For those who have been following Tesla’s fortunes in the electric car industry, the Palo Alto, California-based company’s filing may seem baffling. But the move dovetails with Tesla’s overall ambitions for its renewable energy business.

Key Takeaways

  • Tesla filed an application to become a retail electricity provider in Texas last week.
  • The company’s move could boost the bottom line for its fledgling energy subsidiary.
  • It will also provide cheap and accessible power to the company’s manufacturing facility in Austin.

Why Does Tesla Want to Become an Electricity Provider?

The simple answer to that question is that Tesla already manufactures devices that produce and store power. Examples of such devices are its electric cars, which come equipped with lithium ion batteries, and its suite of battery storage products for homes and enterprises. Selling power generated from these devices to consumers or to the grid is a logical next step.

Tesla’s move will benefit its operations. The filing states that it plans to build a massive battery storage plant near its manufacturing facility in Austin. The plant will provide the company with a ready and cheap source of power to make its cars.

Tesla’s filing should also be analyzed in the context of the Texas grid. The state’s electricity market is fully deregulated and generated about a quarter of its overall power from wind and solar in 2020. The Biden administration’s aggressive push toward clean energy is only expected to increase that share.

After a February fiasco in the state grid resulted in a shutdown of renewable energy sources and skyrocketing natural gas prices, Texas committed to boosting the role of battery storage in its grid.

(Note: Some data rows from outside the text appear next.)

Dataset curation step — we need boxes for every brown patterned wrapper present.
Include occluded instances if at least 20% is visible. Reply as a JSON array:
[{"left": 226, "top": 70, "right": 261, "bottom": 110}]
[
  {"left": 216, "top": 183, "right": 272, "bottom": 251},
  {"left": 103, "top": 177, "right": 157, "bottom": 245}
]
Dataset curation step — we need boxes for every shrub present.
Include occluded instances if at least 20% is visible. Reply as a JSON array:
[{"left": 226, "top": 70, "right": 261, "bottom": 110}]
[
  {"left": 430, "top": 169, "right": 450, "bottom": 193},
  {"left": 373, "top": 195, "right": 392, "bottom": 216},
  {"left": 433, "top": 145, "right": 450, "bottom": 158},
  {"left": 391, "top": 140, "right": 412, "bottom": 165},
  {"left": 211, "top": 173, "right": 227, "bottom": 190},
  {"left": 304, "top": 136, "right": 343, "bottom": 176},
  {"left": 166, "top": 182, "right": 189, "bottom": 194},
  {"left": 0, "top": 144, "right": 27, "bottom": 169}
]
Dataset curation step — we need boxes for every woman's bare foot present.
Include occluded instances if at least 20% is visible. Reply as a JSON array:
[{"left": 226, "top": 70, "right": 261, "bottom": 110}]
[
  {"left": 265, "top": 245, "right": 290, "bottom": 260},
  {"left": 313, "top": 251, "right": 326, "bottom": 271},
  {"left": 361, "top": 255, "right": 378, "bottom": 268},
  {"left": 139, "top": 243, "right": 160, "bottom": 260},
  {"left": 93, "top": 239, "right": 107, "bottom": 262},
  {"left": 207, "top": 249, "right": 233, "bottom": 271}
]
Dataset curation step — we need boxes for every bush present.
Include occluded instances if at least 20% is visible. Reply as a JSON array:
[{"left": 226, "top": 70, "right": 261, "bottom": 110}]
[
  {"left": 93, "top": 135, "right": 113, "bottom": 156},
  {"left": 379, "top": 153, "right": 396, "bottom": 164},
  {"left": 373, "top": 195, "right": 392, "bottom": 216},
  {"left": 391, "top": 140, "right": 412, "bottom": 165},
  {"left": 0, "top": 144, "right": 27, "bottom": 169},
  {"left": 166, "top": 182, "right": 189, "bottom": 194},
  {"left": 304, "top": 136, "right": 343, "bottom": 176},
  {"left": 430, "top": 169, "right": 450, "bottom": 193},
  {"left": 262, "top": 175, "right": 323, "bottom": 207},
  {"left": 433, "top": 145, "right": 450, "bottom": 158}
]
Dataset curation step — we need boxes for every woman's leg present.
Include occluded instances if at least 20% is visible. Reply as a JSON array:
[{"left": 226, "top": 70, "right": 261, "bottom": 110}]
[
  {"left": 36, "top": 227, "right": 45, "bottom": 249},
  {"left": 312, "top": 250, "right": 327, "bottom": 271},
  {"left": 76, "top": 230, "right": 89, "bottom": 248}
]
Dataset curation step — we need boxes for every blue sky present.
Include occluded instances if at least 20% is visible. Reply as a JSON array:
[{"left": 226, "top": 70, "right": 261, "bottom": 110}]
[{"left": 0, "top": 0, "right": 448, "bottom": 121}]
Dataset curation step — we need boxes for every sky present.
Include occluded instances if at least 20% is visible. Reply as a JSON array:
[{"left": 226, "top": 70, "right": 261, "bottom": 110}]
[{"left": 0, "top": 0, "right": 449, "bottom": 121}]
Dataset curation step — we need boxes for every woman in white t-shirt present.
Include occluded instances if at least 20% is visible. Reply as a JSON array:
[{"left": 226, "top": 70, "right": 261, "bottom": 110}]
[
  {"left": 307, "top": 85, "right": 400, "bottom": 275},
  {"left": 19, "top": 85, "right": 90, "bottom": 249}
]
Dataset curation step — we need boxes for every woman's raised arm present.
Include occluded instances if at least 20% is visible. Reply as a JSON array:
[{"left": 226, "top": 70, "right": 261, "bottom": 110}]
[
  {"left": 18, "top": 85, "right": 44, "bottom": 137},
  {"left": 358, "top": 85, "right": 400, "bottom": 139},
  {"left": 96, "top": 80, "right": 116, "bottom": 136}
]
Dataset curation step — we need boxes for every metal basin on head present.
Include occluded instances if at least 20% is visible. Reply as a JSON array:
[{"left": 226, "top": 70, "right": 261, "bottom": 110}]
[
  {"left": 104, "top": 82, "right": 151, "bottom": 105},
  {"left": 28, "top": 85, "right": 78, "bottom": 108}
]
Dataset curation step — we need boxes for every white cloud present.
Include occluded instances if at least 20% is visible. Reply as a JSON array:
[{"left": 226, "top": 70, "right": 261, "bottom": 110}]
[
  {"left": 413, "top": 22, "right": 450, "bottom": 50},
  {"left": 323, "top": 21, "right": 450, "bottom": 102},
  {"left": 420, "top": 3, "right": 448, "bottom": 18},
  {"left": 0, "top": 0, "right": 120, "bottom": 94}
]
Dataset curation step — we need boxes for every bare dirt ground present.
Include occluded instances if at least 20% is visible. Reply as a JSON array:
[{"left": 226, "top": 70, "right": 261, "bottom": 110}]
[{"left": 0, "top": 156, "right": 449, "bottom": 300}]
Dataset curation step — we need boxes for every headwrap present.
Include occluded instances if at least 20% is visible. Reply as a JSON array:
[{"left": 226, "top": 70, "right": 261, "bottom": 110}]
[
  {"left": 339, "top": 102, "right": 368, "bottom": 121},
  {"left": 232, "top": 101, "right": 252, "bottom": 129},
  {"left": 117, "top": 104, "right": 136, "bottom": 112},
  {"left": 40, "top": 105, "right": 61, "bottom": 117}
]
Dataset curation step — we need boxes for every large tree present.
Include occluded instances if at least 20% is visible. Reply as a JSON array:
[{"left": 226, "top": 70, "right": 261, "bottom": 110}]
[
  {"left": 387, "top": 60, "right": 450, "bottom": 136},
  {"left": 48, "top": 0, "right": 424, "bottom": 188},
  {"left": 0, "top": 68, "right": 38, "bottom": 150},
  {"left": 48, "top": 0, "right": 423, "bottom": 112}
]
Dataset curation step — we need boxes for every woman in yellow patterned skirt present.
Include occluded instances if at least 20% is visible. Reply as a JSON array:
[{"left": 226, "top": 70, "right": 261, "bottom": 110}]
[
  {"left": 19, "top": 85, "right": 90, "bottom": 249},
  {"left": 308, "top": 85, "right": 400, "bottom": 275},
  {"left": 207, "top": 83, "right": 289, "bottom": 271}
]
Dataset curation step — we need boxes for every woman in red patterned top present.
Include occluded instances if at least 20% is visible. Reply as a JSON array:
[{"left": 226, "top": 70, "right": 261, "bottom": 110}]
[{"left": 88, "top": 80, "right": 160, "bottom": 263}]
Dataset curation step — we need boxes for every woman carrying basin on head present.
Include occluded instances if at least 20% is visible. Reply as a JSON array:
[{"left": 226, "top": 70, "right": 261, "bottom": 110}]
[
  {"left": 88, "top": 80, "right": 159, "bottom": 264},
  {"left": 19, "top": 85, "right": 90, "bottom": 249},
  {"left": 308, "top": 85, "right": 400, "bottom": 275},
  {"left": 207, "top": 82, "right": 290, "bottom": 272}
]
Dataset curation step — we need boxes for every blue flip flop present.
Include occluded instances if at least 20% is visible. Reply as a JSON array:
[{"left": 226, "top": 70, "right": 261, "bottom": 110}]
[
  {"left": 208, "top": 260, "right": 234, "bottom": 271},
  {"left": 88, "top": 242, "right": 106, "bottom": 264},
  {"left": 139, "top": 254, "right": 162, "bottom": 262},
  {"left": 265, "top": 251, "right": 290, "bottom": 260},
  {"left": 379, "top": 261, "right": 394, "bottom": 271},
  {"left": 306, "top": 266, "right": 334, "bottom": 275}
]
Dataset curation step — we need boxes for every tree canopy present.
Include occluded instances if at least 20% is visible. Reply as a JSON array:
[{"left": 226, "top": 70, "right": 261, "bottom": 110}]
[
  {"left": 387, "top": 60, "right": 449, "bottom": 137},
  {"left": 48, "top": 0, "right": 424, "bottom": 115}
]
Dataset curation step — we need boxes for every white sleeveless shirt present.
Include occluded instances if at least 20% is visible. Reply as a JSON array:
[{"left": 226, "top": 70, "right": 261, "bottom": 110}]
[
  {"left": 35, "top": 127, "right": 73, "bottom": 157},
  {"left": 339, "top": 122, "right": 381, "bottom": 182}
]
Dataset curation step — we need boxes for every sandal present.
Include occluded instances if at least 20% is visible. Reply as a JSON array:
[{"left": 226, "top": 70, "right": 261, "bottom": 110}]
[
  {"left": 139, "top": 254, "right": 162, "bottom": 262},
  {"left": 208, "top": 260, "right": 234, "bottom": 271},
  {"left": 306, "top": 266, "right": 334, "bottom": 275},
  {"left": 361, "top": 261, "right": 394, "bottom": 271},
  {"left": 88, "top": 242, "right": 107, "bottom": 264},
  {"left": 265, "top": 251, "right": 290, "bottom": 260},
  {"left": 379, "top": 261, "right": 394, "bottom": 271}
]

The Electricity Reliability Council of Texas (ERCOT), the state’s grid operator, has said it plans to install 3,008 MW of battery storage by the end of 2022, a steep increase from the 225 MW generated at the end of 2020. ERCOT’s proposed increase in installation represents a massive market for Tesla’s battery unit.

Tesla already has considerable experience in this arena. It has built battery storage plants in California and Australia and is building a massive battery storage unit in Houston, according to a June Bloomberg report. The unit is expected to service wholesale power producers. Besides this, the company plans to “drum up” business among existing customers for its batteries through an app and a website that will allow them to buy and sell power among themselves.

Tesla Energy Ventures: A Future Profit Center?

Tesla’s foray into becoming a retail electricity provider could boost the top line for its energy services business. In its last reported quarter, the company stated that its energy generation and storage business brought in $810 million in revenues.

Analysts have forecast a positive future for its battery storage business. Alex Potter from research firm Piper Sandler wrote last year that battery storage could bring in more than $200 billion per year in revenue and grow up to a third of the company’s overall business.

Immediately after the news was released, Morningstar analyst Travis Miller wrote that Tesla does not represent an immediate threat to other major players in Texas’s retail market, such as NRG Energy, Inc. (NRG) and Vistra Corp. (VST). According to him, the company will initially target its own customers to “complement” its offerings in electric cars, battery, charging, and solar panels.

Further down the line, however, Tesla’s brand name and resources may work to its advantage. “Tesla’s brand name recognition gives it an advantage in a hypercompetitive market,” Miller wrote, adding that the car company’s entry confirmed the firm’s view that consumer technology or telecom companies will try to enter retail energy markets.